Yve Blake is a born story teller. The playwright and
star of the Queensland Theatre’s smash hit Fangirls showed the ability to spin
a yarn capable of luring people into her web while still in kindy.
She convinced all her friends that it was her
birthday the next week and they should bring presents. They did. It wasn’t. Her
mother made her return the gifts.
In fact, the woman behind Fangirls says those
childhood years could be where her storytelling skills were honed.
“I
was an only child so instead of going off and playing my siblings I would go
play with my toys and kind of find these elaborate dramatic storylines between
them,” she said.
Whatever
it is, it worked. Fangirls is being met with rave reviews and was singled out
for praise in one of the first interviews Lee Lewis gave after being announced
as new Artistic Director of Queensland Theatre.
“Queensland
Theatre has a huge hit on its hands in Fangirls,” Lewis told the ABC. “This
young exciting work will take the whole country by storm. It’s here and in
Sydney this year and next year, who knows how big this thing is going to go.”
If
you look at the musical’s posters and you might be mistaken for thinking this
is work about hysterical teen girls, pitched at hysterical teen girls.
While
young women will see their story reflected on stage, behind the glitz and
glamour there is a deeper story which goes a long way to account for the work’s
popularity.
“There
is low brow fun easy accessible humour in the show but it talks about some
really heavy themes actually. Being a teenage girl is fundamentally stressful
and difficult,” says Blake.
“I always describe this show as a Trojan
horse. It appears to be one thing but it smuggles a completely different thing
inside of it. So yeah the marketing is hot pink and it looks very glittery.”
What
is inside the glitter and hot pink façade is a story about the fragile nature
of teenage girls, a story about how difficult it is to parent a daughter
through these confusing years and a compelling take on how society trivializes
teen women.
For
Blake, there’s a glaring inconsistency in how a teen male football fan sobbing
at his team’s defeat is treated compared to a young woman obsessing over the
latest boy band.
The
genesis of the idea dates back four years to a conversation Yve had with the
13-year-old daughter of a friend who announced she was going to marry Harry
Styles from One Direction.
Blake
laughed.
“She
said ‘don’t laugh at me.

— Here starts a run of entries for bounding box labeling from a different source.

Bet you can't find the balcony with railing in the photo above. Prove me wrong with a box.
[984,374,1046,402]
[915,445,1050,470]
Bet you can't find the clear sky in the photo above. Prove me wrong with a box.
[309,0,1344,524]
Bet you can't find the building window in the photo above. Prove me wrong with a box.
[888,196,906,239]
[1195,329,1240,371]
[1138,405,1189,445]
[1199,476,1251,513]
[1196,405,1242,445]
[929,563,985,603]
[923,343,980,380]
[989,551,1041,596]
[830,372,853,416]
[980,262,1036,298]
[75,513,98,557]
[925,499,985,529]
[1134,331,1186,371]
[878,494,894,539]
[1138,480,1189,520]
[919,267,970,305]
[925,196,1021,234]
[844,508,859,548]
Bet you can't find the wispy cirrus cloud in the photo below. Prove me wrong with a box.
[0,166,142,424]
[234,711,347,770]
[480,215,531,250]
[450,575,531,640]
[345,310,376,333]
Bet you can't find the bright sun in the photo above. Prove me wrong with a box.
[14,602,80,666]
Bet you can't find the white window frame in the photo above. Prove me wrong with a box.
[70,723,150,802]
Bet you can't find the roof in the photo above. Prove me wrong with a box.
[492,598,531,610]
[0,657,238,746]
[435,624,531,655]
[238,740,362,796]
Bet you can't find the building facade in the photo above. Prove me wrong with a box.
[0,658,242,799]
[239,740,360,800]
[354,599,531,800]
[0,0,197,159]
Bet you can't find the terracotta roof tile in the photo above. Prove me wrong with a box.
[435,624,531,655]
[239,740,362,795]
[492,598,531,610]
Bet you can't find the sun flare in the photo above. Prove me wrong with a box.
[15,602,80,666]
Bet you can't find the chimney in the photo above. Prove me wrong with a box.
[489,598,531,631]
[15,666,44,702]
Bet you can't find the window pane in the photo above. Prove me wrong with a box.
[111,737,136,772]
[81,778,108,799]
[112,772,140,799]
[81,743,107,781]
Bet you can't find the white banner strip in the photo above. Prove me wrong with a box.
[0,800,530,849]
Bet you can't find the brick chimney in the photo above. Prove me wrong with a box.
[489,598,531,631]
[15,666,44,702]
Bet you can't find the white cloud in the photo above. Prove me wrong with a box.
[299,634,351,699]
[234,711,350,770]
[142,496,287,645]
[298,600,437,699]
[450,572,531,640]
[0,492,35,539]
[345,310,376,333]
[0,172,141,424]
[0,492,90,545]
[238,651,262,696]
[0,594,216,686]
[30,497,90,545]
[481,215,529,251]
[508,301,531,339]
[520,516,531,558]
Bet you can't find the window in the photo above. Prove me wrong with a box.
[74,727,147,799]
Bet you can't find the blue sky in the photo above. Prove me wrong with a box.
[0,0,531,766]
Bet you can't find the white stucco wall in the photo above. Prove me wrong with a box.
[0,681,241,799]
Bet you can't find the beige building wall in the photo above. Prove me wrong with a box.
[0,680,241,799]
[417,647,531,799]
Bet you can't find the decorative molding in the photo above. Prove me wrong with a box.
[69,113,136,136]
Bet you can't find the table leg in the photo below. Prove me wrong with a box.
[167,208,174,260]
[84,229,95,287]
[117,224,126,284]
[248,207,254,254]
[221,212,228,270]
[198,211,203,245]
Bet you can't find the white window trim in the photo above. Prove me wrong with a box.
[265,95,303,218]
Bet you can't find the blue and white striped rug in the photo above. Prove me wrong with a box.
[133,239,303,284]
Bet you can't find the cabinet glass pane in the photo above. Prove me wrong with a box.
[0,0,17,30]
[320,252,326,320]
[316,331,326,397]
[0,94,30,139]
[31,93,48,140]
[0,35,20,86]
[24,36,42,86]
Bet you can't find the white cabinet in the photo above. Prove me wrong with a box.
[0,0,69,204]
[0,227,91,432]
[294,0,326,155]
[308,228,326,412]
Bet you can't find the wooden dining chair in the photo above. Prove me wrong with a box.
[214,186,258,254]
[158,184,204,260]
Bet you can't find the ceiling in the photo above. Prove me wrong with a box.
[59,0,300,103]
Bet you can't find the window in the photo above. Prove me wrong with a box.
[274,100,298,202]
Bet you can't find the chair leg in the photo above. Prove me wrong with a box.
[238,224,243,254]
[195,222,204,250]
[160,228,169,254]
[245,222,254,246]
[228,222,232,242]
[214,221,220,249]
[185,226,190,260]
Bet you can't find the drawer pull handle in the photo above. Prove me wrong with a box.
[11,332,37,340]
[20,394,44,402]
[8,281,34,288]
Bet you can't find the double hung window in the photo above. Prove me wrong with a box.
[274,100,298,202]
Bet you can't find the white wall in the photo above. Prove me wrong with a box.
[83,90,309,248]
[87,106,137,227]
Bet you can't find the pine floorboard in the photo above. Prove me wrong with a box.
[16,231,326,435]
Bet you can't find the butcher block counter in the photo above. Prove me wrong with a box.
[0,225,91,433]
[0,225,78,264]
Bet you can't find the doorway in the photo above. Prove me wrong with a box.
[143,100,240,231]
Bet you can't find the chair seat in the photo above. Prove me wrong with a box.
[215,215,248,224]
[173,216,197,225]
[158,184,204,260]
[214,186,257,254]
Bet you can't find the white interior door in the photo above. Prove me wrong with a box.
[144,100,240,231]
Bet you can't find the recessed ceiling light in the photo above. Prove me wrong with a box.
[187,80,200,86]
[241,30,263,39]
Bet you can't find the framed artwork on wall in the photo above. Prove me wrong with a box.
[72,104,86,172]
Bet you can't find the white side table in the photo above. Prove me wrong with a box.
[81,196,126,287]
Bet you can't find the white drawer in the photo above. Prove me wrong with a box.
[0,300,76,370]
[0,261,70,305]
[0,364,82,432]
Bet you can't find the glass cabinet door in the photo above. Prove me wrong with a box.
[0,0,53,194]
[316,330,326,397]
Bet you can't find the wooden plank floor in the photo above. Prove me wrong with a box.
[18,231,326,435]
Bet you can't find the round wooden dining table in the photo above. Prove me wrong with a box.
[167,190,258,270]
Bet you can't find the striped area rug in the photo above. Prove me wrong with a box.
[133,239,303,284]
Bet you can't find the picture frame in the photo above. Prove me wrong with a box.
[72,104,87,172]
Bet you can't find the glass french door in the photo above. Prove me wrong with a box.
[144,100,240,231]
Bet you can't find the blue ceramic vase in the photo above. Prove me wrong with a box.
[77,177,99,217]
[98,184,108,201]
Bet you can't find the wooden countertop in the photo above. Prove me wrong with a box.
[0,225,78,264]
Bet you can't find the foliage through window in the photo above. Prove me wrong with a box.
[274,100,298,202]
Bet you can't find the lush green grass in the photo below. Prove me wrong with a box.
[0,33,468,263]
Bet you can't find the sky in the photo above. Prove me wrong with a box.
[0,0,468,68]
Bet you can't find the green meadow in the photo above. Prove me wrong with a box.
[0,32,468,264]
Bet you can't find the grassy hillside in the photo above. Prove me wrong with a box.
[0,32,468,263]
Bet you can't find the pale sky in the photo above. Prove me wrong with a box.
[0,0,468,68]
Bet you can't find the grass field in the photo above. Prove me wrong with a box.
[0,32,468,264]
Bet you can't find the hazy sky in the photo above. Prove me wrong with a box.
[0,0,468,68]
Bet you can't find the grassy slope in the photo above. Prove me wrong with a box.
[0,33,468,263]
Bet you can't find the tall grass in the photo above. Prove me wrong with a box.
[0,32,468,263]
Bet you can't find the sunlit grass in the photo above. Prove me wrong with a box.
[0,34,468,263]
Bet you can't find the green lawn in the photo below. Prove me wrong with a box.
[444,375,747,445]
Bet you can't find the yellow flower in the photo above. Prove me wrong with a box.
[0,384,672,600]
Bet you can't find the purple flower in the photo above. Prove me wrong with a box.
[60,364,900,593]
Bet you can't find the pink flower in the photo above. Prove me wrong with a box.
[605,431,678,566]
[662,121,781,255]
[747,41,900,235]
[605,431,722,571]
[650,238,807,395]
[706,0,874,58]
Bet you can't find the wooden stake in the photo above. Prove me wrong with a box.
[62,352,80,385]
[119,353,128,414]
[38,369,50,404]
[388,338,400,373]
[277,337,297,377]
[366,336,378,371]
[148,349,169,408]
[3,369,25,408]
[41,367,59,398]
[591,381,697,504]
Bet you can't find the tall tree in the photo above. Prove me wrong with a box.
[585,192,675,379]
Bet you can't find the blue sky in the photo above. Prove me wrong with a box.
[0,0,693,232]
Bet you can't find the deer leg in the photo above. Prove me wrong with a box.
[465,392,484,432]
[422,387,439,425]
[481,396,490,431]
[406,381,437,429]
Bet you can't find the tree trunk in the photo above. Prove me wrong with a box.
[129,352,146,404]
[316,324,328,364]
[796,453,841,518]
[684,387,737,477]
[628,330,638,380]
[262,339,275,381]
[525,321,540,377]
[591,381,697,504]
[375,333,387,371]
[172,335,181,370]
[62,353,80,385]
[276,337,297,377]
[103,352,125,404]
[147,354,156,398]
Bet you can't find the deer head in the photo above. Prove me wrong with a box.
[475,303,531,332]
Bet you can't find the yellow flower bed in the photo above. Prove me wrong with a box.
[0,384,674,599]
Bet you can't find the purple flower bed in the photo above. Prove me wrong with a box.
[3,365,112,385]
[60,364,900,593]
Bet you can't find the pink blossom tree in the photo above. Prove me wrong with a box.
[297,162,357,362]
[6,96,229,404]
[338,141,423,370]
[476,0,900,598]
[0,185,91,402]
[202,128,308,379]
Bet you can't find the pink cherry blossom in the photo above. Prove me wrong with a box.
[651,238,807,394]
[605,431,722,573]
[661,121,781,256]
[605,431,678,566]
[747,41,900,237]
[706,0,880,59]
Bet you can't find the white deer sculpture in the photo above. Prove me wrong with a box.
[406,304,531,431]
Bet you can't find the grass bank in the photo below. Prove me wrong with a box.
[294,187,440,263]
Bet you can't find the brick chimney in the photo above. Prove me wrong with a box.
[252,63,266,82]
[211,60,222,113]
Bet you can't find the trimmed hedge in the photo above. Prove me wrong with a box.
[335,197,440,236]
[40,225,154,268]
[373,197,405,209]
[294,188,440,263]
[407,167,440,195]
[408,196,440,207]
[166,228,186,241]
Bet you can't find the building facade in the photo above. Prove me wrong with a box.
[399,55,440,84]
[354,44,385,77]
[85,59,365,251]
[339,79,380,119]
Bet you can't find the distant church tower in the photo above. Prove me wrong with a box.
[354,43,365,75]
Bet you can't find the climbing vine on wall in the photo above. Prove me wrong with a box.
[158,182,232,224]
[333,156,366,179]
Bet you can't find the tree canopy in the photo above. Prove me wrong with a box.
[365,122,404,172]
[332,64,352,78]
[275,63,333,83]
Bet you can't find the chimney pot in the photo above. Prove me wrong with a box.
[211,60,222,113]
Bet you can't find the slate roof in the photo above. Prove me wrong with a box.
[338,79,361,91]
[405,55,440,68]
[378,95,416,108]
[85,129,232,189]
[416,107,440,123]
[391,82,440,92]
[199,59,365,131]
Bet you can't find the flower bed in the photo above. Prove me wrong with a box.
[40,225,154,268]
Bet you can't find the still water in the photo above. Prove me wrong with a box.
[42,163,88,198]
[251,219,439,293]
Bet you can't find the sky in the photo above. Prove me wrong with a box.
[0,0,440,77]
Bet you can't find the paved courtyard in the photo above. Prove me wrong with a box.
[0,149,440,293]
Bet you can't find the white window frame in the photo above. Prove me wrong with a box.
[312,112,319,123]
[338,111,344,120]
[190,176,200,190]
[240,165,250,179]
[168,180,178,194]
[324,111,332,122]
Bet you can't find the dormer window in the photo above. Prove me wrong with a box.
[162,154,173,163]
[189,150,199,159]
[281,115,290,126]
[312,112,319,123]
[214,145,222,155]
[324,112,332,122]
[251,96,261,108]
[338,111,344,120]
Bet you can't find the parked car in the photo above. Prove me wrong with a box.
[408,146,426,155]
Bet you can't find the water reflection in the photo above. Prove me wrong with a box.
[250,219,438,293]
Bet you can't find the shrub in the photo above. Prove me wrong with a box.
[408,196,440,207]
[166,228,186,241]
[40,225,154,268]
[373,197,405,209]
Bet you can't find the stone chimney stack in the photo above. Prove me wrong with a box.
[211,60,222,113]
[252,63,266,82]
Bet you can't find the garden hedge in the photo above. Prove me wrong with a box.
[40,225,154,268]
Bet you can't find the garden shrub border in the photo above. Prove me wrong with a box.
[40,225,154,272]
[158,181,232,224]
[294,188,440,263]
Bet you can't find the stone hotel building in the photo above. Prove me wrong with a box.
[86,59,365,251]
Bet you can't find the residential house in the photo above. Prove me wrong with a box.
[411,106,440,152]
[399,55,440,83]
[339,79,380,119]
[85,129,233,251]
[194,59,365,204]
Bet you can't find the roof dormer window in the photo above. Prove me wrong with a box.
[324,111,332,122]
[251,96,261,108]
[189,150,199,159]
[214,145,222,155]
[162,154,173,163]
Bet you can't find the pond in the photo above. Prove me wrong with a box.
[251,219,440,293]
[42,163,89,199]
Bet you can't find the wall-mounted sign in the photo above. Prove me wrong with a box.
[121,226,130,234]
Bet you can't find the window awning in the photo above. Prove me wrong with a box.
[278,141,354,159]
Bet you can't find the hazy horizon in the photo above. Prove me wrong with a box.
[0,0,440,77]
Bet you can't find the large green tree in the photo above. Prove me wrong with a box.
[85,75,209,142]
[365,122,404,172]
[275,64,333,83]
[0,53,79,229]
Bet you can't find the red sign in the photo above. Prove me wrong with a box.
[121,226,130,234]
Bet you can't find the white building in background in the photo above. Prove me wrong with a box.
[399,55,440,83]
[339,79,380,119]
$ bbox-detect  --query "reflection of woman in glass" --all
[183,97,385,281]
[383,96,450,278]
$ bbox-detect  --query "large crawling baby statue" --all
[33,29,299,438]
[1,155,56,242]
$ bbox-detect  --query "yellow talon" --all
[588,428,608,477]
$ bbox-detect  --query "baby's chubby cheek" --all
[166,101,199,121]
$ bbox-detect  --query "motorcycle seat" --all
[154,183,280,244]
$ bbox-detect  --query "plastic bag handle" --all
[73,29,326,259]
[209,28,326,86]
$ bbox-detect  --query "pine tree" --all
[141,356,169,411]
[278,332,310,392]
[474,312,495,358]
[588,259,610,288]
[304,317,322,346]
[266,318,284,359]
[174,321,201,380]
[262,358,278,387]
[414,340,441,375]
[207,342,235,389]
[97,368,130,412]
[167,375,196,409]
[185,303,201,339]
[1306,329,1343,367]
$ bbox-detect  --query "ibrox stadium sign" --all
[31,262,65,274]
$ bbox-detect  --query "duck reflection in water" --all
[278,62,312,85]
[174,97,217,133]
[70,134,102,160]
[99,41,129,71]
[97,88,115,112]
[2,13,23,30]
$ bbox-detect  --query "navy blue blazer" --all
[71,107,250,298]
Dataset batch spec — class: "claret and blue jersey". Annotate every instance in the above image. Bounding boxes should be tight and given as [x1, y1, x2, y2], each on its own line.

I’m serious and I’ll show you because I love him so
much that I’d slash someone’s throat to be with him’.”
It
was a lightbulb moment that made Blake question why she found Paris Hilton so
compelling in her teens and why she felt that was something to be ashamed of.
“I
wanted to talk about the ways that we do young women a disservice by
underestimating them by telling them what they what they can and cannot be,”
said Blake.
And
she wanted to write something of a love letter to all those who have raised
daughters through this hormone-driven coming of age.
“I
know that when I was a teenager I was embarrassed of my mum because I just
thought that I knew everything and what could she tell me?” she confesses.
“I
really wanted to represent the challenge of being a parent to a teenager when you
know that they don't want to hear any of your advice.”
As
well as taking the Fangirls to Sydney to the Belvoir Street Theatre, the
concept is being turned into a television series in the UK and Blake is working
on an unrelated podcast musical, a feature film and a musical for families.
Like
Fangirls, there’s a lot more going on than you might imagine looking at the
small quietly-spoken woman in the reflective heart-shaped sunnies, peasant
shirt and demin shorts.
It’s
been a wild ride for a woman who gave up performing in her early 20s after
feeling burnt out following a series of one woman shows.
But
she’s happy she took on the challenge of both writing and starring in her first
musical.
“I
decided at the end of the day maybe it was important to me to do this and close
the loop because in so many ways this work is like what I wish I knew when I
was 14 and it was important for me too.”